Alula Asfaw, a University of Washington junior, is one of 65 students in the country selected as a Truman Scholar, on the basis of his leadership potential, intellectual ability the likelihood of “making a difference.”
Each scholarship provides $30,000 for graduate study.
Asfaw was born in Addis Ababa, Ethiopia in 1985. His parents sent him to the United States shortly after his sixth birthday to live with his older brother and to protect him from the dangers of war in his home country. He attended both Cleveland and Highline high schools. Asfaw knew at an early age that he wanted to pursue a career of public service; he says his activities were “more than inspired” by the career path of President Bill Clinton.

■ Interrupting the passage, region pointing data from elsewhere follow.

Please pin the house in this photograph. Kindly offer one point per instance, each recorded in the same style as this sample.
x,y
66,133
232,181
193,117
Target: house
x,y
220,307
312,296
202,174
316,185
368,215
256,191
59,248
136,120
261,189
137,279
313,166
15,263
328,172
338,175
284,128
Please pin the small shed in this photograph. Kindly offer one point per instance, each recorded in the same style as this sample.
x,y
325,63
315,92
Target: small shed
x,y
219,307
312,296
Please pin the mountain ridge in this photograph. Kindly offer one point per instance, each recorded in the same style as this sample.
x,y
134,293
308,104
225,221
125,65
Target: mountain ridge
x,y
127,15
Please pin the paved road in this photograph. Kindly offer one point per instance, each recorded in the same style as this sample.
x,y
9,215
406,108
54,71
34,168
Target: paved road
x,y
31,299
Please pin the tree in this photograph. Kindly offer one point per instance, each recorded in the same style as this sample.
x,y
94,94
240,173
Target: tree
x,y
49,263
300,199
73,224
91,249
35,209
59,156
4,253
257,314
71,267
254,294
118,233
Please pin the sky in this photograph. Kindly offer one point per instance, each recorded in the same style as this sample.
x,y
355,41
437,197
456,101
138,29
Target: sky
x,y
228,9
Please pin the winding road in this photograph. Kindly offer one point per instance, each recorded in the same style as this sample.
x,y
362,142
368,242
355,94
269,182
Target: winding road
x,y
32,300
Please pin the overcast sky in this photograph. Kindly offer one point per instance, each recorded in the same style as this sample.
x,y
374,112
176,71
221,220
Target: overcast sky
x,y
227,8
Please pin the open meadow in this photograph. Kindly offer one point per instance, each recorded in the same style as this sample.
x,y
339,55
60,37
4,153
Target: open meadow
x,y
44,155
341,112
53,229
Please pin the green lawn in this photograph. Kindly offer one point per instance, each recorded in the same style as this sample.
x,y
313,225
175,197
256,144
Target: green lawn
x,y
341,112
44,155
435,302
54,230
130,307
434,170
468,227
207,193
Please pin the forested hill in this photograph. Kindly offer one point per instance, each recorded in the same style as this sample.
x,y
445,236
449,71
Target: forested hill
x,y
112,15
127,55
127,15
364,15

As a University of Washington student, he became conscious of what he called “survivor’s guilt” when he realized that very few of his high school classmates were attending college. “Not enough had guidance on why they should think about college. Few had parents who went to college,” he said.
On his own, Asfaw developed a proposal for addressing this problem. He proposed that the UW create an undergraduate class that explored the relationship between educational opportunity and social mobility. The class would meet every other week. On alternate weeks the students in the class would go to one of the region’s high schools and help students there through the college application process.
Asfaw brought the proposal to the UW administration, which assisted Asfaw in developing what he called the Dream Project. Stan Chernikoff, principal lecturer in earth and space sciences, agreed to teach the class; Ed Taylor, who at that time was associate professor of education and is now vice provost and dean of undergraduate academic affairs, gave Asfaw advice about how to make the project work.
Asfaw recruited students for the class, which is now in its second year. It will be serving more than 200 students from six area high schools; 58 UW students are enrolled in the class. Asfaw is seeking additional funding to sustain the program over the long term.
Asfaw plans to pursue two degrees, a doctorate and a law degree, to enable him to pursue his public service activities at a higher level.